Text is another widely used application of neural networks. In this case our observation could be a sentence or paragraph of text. More generally, we can frame this as a variable-length sequence of categorical features (or tokens). Beyond text, we can also frame things like genetic data in this way.

Graph/network data

In many cases our data might be defined not just by the features of each observation, but also by the relationships between observations.
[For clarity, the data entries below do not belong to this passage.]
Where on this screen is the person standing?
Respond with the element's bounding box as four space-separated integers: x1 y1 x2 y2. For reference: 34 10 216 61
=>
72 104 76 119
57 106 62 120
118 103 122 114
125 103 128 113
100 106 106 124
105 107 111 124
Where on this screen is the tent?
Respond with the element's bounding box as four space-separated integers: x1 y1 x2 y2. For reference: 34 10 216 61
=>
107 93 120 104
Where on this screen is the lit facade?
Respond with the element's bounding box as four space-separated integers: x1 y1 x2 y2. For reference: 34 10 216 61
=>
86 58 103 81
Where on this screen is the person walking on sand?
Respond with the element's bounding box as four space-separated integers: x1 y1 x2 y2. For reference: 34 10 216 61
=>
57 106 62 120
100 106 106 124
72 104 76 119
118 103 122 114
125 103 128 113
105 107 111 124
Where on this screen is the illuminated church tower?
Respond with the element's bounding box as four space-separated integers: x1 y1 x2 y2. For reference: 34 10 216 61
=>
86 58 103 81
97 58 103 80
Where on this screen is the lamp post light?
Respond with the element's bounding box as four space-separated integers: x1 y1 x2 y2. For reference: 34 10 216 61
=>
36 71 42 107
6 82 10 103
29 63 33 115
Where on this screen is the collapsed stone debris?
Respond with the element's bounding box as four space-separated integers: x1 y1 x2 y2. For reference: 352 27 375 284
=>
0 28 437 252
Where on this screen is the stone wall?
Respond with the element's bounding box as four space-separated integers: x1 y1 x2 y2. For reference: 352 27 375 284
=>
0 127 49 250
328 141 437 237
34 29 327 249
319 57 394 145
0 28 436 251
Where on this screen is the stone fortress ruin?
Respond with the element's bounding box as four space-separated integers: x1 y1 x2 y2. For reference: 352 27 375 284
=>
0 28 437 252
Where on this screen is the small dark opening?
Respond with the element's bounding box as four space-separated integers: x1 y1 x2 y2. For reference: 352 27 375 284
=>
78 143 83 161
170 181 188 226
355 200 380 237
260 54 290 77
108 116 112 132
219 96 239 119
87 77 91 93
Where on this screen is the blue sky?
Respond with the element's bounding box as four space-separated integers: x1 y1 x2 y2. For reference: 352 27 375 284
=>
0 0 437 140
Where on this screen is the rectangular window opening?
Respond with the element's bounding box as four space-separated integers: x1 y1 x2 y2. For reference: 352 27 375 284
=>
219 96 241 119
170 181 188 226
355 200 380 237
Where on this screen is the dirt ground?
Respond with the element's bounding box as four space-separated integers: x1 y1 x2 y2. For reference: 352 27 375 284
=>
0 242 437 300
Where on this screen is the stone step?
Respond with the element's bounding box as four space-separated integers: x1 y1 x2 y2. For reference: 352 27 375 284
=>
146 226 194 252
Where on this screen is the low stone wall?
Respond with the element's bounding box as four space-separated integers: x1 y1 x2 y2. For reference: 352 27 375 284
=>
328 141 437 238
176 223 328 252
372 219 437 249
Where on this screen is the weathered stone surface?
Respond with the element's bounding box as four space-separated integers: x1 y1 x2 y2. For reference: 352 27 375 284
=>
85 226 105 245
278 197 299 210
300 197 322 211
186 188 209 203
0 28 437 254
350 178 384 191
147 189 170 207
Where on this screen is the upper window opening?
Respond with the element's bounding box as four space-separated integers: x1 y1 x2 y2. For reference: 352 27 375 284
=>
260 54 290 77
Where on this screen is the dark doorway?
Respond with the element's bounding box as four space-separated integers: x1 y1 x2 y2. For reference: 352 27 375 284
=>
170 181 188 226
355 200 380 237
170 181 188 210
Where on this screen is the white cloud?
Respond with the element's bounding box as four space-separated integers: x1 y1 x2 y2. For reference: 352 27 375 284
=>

In this case we have what we’d call graph or network data. A classic example would be social networks, where the relationships between people (e.g. whether or not they are friends) is of upmost importance. Other examples include things like protein structures, where the configuration of atoms in a molecule is as important as the types of the atoms.

Multi-modal data

In many cases it’s also common to consider more than one type of data at once. For example, a diagnosis system might take in an x-ray image, text of doctor notes and tabular test result data as inputs to its prediction function. We this multi-modal data, as it has multiple different types or modes in one (image, text and tabluar).